Ethan slowed, looking around for Henry Caner, the rector of King’s Chapel, or perhaps Sheriff Greenleaf. Pell had proven himself a friend on more than one occasion, but he would have come to Ethan’s home only in the most dire of circumstances.

“I’m alone,” Pell said. “Except for this girl.” He squatted down and Shelly emerged from the byway, her tail wagging. “She’s been keeping an eye on me. She working for you?”

“Aye, she works for me,” Ethan said, grinning as he walked to where the minister waited for him. “Unless someone else gives her food. Then she’ll work for him.”

“Ah.” Pell gave the dog’s head one last scratch before standing. “Sounds like a thieftaker to me.”

Ethan grinned. “I suppose it does.” He looked around again. An old woman hobbled toward them carrying a basket of bread, and Shelly trotted off after her. “Are you just out for a walk?” Ethan asked. “Or did you come for a reason?”

“As it happens,” Pell said, his voice dropping, “I came looking for you yesterday, but couldn’t find you. I … I need to ask you some questions.”

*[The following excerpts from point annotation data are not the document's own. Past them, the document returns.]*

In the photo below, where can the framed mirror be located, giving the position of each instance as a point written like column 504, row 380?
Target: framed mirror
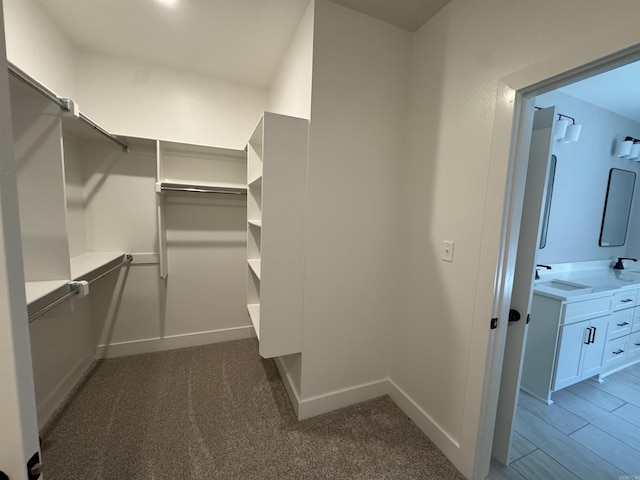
column 546, row 208
column 617, row 207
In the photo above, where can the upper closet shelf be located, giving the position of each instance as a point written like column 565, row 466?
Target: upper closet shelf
column 256, row 183
column 65, row 104
column 92, row 266
column 205, row 187
column 40, row 290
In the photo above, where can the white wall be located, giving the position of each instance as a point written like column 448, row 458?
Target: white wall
column 36, row 46
column 357, row 121
column 290, row 92
column 17, row 416
column 143, row 100
column 581, row 178
column 441, row 336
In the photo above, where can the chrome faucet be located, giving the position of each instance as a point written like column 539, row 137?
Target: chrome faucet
column 541, row 266
column 619, row 265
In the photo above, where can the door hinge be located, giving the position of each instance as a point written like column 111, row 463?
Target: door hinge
column 34, row 467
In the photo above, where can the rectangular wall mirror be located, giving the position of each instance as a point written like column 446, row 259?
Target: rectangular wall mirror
column 617, row 207
column 547, row 201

Ethan nodded, understanding far more than Pell knew. “Aye, but not here on the street. Come upstairs.”

They went up to Ethan’s room. Once they were inside, Ethan retrieved a small pouch of mullein from the table by his bed. Mullein was one of the most powerful of all conjuring herbs, and it worked especially well for warding spells. After barely surviving the attacks of a powerful conjurer several summers before, he had made sure that he always had a supply on hand. Taking three leaves from the pouch, he said, “ Teqimen ex verbasco evocatum. ” Warding, conjured from mullein.

Pell jumped at the pulse of power, and started a second time when he spotted Uncle Reg leering at him from the corner of the room. The minister was not a conjurer; he had never learned to cast spells. But he had conjuring blood in his veins, and so could feel spells when they were cast, and could see spectral guides like Reg. And yet, for all the times he had been present when Ethan cast, he never seemed to get used to the thrum of power or the appearance of Ethan’s ghost.

“What kind of conjuring was that?” the minister asked, in a tremulous voice, still eyeing Reg.

“A warding spell. There’s a new conjurer in the city, and he works for Sephira Pryce.”

Pell faced Ethan. “Well, that may be the answer to the question I came here to ask. Yesterday-”

“You woke to the pulse of a powerful spell.”

“Yes,” the minister said. “You felt it, too.”

“I expect every conjurer in Boston felt it.”

“My first thought was that you had cast it,” Pell told him. “But the more I thought about it, the more I realized that it felt too…” The minister trailed off, shaking his head.

“Strong?” Ethan suggested

Pell looked up. “Dark.”

“You have good instincts,” Ethan said. He told Pell what had happened to the Graystone and about his time at Castle William. Senhouse had asked for his discretion, and yet having been back in Boston for but a short while, he had already told Sephira and Pell of the Graystone ’s fate. But he knew that Sephira would keep his secret out of her own self-interest, and Pell would keep it because he was naturally discreet.

“Dear God,” the minister said, his face ashen. “Every one of them. How powerful would a conjurer have to be to do that?” He faltered, but then added, “Could you do it?”